I say this as a long time enthusiast of this sort of Reactivity. React might hold a fairly limited model, but it is right about these 2 things. In an async first world if you don't defer commit the model falls apart. It isn't about the UI, that can be modeled a number of ways with signals, but the consistency of state graph.
Even with the React Compiler the dependency array for
useEffectis still required to avoid running the effect after every render.Currently but my understanding is they had a solution for that: react.dev/blog/2025/04/23/react-la... . That being said Svelte 3 basically did it and it isn't too hard to see how React would.
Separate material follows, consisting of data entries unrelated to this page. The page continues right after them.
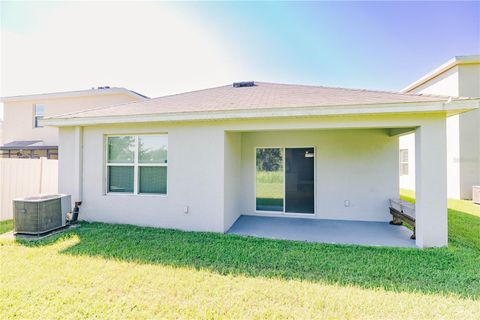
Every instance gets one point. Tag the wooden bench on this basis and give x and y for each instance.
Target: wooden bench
(403, 212)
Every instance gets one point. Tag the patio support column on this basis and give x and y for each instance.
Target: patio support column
(431, 184)
(78, 164)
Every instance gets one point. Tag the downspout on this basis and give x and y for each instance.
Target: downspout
(78, 171)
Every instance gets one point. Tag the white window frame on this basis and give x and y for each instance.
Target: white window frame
(403, 163)
(37, 117)
(135, 164)
(283, 212)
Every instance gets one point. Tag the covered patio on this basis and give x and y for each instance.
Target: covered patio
(324, 231)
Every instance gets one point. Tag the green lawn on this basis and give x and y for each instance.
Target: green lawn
(5, 226)
(119, 271)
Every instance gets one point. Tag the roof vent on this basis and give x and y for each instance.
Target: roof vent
(243, 84)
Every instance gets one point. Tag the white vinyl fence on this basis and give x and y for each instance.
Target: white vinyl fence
(25, 177)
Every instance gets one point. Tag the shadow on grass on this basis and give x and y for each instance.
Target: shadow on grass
(446, 271)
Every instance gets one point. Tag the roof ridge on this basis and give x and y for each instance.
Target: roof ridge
(131, 102)
(357, 89)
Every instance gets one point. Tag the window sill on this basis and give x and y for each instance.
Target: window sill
(115, 194)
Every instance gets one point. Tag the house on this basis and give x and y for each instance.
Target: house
(199, 160)
(459, 77)
(24, 137)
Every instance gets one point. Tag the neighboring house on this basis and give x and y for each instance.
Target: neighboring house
(199, 160)
(459, 77)
(24, 137)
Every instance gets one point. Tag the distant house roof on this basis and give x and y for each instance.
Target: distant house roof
(25, 144)
(263, 99)
(79, 93)
(455, 61)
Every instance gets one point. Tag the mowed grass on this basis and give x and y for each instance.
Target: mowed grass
(119, 271)
(6, 226)
(269, 188)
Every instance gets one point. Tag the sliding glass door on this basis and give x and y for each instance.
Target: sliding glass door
(284, 180)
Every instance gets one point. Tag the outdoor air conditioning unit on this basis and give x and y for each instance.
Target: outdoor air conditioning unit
(476, 194)
(40, 214)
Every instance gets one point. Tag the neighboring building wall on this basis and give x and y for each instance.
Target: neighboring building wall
(19, 115)
(463, 131)
(469, 132)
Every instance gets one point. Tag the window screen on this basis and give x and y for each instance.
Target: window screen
(137, 164)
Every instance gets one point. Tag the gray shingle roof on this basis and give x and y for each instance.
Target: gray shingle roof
(261, 96)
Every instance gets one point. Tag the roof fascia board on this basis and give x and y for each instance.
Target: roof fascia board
(450, 108)
(71, 94)
(456, 61)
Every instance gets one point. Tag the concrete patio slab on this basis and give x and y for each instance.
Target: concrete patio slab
(325, 231)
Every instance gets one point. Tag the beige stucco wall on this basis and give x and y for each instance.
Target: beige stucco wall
(211, 169)
(19, 115)
(463, 131)
(355, 165)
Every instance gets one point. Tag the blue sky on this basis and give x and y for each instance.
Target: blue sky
(163, 48)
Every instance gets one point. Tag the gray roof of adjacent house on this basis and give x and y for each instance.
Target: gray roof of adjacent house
(26, 144)
(79, 93)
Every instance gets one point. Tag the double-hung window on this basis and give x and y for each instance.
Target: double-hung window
(137, 164)
(38, 114)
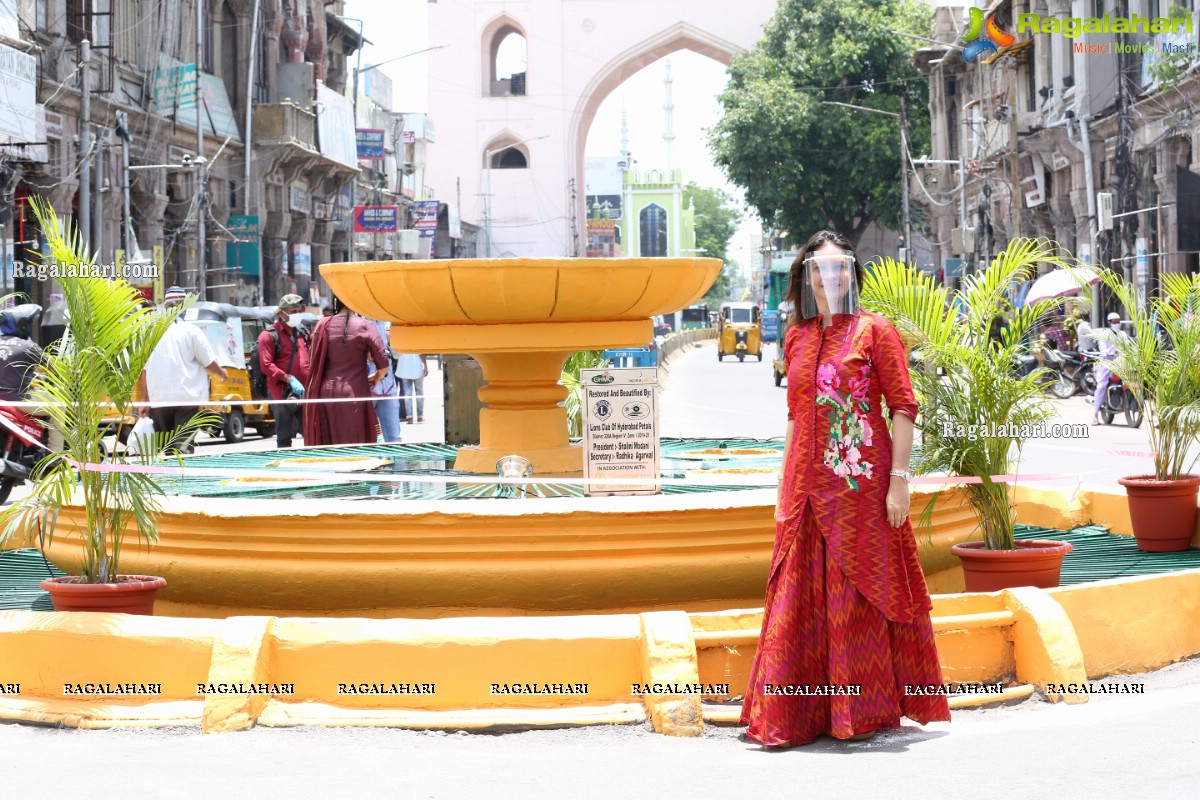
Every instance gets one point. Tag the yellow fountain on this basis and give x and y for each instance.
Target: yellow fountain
(521, 319)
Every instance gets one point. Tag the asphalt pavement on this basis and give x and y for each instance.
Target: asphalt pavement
(1125, 745)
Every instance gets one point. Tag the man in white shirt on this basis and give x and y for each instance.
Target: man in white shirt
(175, 373)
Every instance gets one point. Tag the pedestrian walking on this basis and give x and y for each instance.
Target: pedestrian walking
(387, 392)
(178, 373)
(846, 620)
(341, 346)
(412, 370)
(285, 356)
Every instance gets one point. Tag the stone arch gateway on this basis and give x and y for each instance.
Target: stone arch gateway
(577, 53)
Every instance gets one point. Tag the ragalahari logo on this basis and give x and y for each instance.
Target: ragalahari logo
(983, 36)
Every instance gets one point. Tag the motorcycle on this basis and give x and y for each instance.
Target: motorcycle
(1119, 400)
(19, 456)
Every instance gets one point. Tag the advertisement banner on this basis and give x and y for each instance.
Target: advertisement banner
(621, 429)
(376, 218)
(370, 143)
(425, 217)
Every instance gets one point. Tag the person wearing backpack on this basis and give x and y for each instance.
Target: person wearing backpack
(283, 356)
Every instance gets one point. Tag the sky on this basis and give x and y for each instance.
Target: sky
(696, 83)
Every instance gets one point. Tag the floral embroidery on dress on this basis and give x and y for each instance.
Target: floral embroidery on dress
(849, 426)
"We aren’t adopting these constraints because we’re boxed in — we’re adopting them because they are true. Async forces commit isolation. Async forces effect splitting. Async forces a consistent snapshot. These aren’t React‑isms; they’re the physics of UI.
Embracing this isn’t mimicry. It’s maturity. It’s choosing the inevitable path with eyes open, and building a system that treats async not as an edge case but as a first‑class part of the architecture. It’s the next step in making Solid not just fast, but fundamentally right.
Clarity doesn’t simplify the world, but it does make the direction unmistakable."
I usually enjoy your writing but most of this article is exhausting to read, and I'm not against generating text. You can use a writing skill to avoid these LLMisms, or add another pass by an editor-agent to remove them.
Forgot the dependency array in a useEffect once. Ended up spending two days debugging it.